Perceptron Mk1 VentureBeat demo test screenshot

Perceptron Mk1 VentureBeat demo test screenshot

Physical AI developer platform

Model releases come with an enhanced developer platform designed to turn these high-level recognition capabilities into functional applications with minimal code.

The Perceptron SDK, available via Python, introduces several special features such as “focus”, “counting”, and “in-context learning”.

The Focus feature allows you to automatically zoom or crop specific areas of the frame based on natural language prompts, such as detecting and locating personal protective equipment (PPE) on a construction site. The counting feature is optimized for crowded scenes, such as identifying and pointing out all the puppies in a group or individual items of produce.

Additionally, the platform supports in-context learning, allowing developers to adapt Mk1 to specific tasks by providing just a few examples, such as displaying an image of an apple or instructing the model to label all instances of category 1 in a new scene.

Licensing strategy and Isaac series

Perceptron employs a dual-track strategy regarding model weights and licenses. The flagship Perceptron Mk1 is a closed-source model accessible via API and designed for enterprise-grade performance and security.

However, the company is also maintaining its “Isaac” series, which began with the launch of Isaac 0.1 in September 2025, as an open weight alternative. Isaac 0.2-2b-preview, released in December 2025, is a 2 billion parameter vision language model with inference capabilities available for edge and low-latency deployments.

Isaac model weights are published on the popular AI code sharing community Hugging Face, while Perceptron offers commercial licenses to companies that require maximum control over weights or on-premises deployment.

This approach allows the company to support both the open source community and specialized industry partners who require unique flexibility. The documentation states that the Isaac 0.2 model is specifically optimized for a time to first token of less than 200ms, making it ideal for real-time edge devices.

Background and focus of the establishment of Perceptron

Perceptron AI is a physics AI startup based in Bellevue, Washington, founded by Aghajanyan and Akshat Shrivastava. Both are former researchers at Meta’s Facebook AI Research (FAIR) lab.
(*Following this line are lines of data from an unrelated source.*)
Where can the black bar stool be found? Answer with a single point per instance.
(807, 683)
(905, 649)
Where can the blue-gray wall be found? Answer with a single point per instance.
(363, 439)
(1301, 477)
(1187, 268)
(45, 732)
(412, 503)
Although the company’s public documents list the date of incorporation as November 2024, Perceptron Eye’s Washington corporate filing records show an earlier foreign registration application dated October 9, 2024, with Shrivastava and Aghajanyan listed as governors.

In the founder’s launch post in late 2024, Agajanyan said he was leaving Meta after about six years and “joining forces” with Shrivastava to build AI for the physical world, but Shrivastava said the company grew from his research on efficiency, multimodality, and new model architectures.

This establishment appears to have been a direct continuation of their work on multimodal fundamental models at Meta. In May 2024, Meta researchers announced Chameleon, a family of initial fusion models designed to understand and generate mixed sequences of text and images. This achievement was later explained by Perceptron as part of the lineage behind its own model.

A follow-up paper in July 2024, MoMa, considers more efficient early fusion training of mixed-mode models and lists both Shrivastava and Aghajanyan among the authors. The paper Perceptron said extends its research direction to “physical AI,” or models that can process real-world video and other sensory streams for use cases such as robotics, manufacturing, geospatial analysis, security, and content moderation.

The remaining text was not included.